Obwohl einerseits bei Ermessensentscheidungen iSd. §§ 172 Abs. 1 bzw. 185 Abs. 5 FinStrG iVm. 212 BAO die weitere Aufrechterhaltung der wirtschaftlichen Existenz des Bestraften durchaus sinnvoll bzw. zweckmäßig erscheint, bildet andererseits der Strafzweck, nämlich die Zufügung eines schon aus präventiven Überlegungen heraus angemessenen und deutlich spürbaren Übels, ein wesentliches, gerade im Rahmen des behördlichen Ermessens zu berücksichtigendes Korrelativ, das v. a. bei der die konkreten Strafauswirkungen mitbestimmenden Festsetzung der Ratenhöhe zu beachten ist (vgl. VwGH vom 24. September 2003, Zl. 2003/13/0084). Anders als bei Zahlungsaufschub von Verbindlichkeiten im Abgabenverfahren ist bei Zahlungserleichterungen hinsichtlich bestehender Strafrückstände sowohl bei den Teilzahlungsbeträgen als auch bei dem sich ergebenden endgültigen Abstattungszeitraum auch auf den beabsichtigten Strafzweck Bedacht zu nehmen (vgl. z. B. VwGH vom 22. Oktober 1991, Zl. 88/14/0019).

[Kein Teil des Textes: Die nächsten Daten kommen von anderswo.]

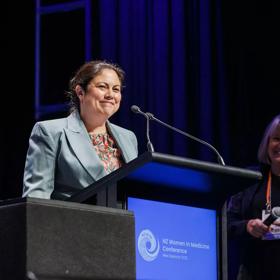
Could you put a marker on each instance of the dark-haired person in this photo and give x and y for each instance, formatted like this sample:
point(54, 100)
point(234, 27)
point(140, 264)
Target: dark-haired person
point(68, 154)
point(260, 244)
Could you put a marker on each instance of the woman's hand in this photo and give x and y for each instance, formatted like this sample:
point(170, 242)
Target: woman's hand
point(257, 228)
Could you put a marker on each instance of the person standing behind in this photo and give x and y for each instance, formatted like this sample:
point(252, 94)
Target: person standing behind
point(259, 243)
point(68, 154)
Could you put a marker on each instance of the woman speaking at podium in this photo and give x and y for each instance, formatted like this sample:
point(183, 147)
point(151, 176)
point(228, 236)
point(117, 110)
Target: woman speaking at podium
point(68, 154)
point(250, 212)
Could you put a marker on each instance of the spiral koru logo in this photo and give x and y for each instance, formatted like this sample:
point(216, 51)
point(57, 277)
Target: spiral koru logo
point(148, 247)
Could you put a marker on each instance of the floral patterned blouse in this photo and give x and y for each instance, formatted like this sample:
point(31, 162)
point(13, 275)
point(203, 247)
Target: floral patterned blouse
point(107, 151)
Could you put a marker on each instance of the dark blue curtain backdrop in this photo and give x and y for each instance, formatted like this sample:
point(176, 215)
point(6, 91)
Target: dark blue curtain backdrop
point(210, 68)
point(172, 54)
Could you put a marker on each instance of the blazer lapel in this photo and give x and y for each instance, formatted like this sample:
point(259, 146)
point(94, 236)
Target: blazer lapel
point(120, 141)
point(80, 142)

Bei einer diesen Grundsätzen entsprechender Abwägung von Zweckmäßigkeit und Billigkeit als Ermessenskriterien iSd. § 20 BAO erscheinen im Anlassfall sechs Teilzahlungen im Ausmaß von jeweils 150,00 € bzw. eine damit in Aussicht gestellte zwischen der gesetzlichen Fälligkeit (§ 171 Abs. 1 FinStrG) und der endgültigen Abstattung der rechtskräftig festgesetzten Geldbeträge liegende Zeitspanne von acht Monaten, angemessen, sodass, gleichsam in der Hoffnung, dass sich nach der nunmehr gewährten Zeitspanne die Wirtschaftslage des Bf. einigermaßen konsolidiert haben wird, spruchgemäß zu entscheiden und der Beschwerde unter Abweisung des Mehrbegehrens teilweise stattzugeben war.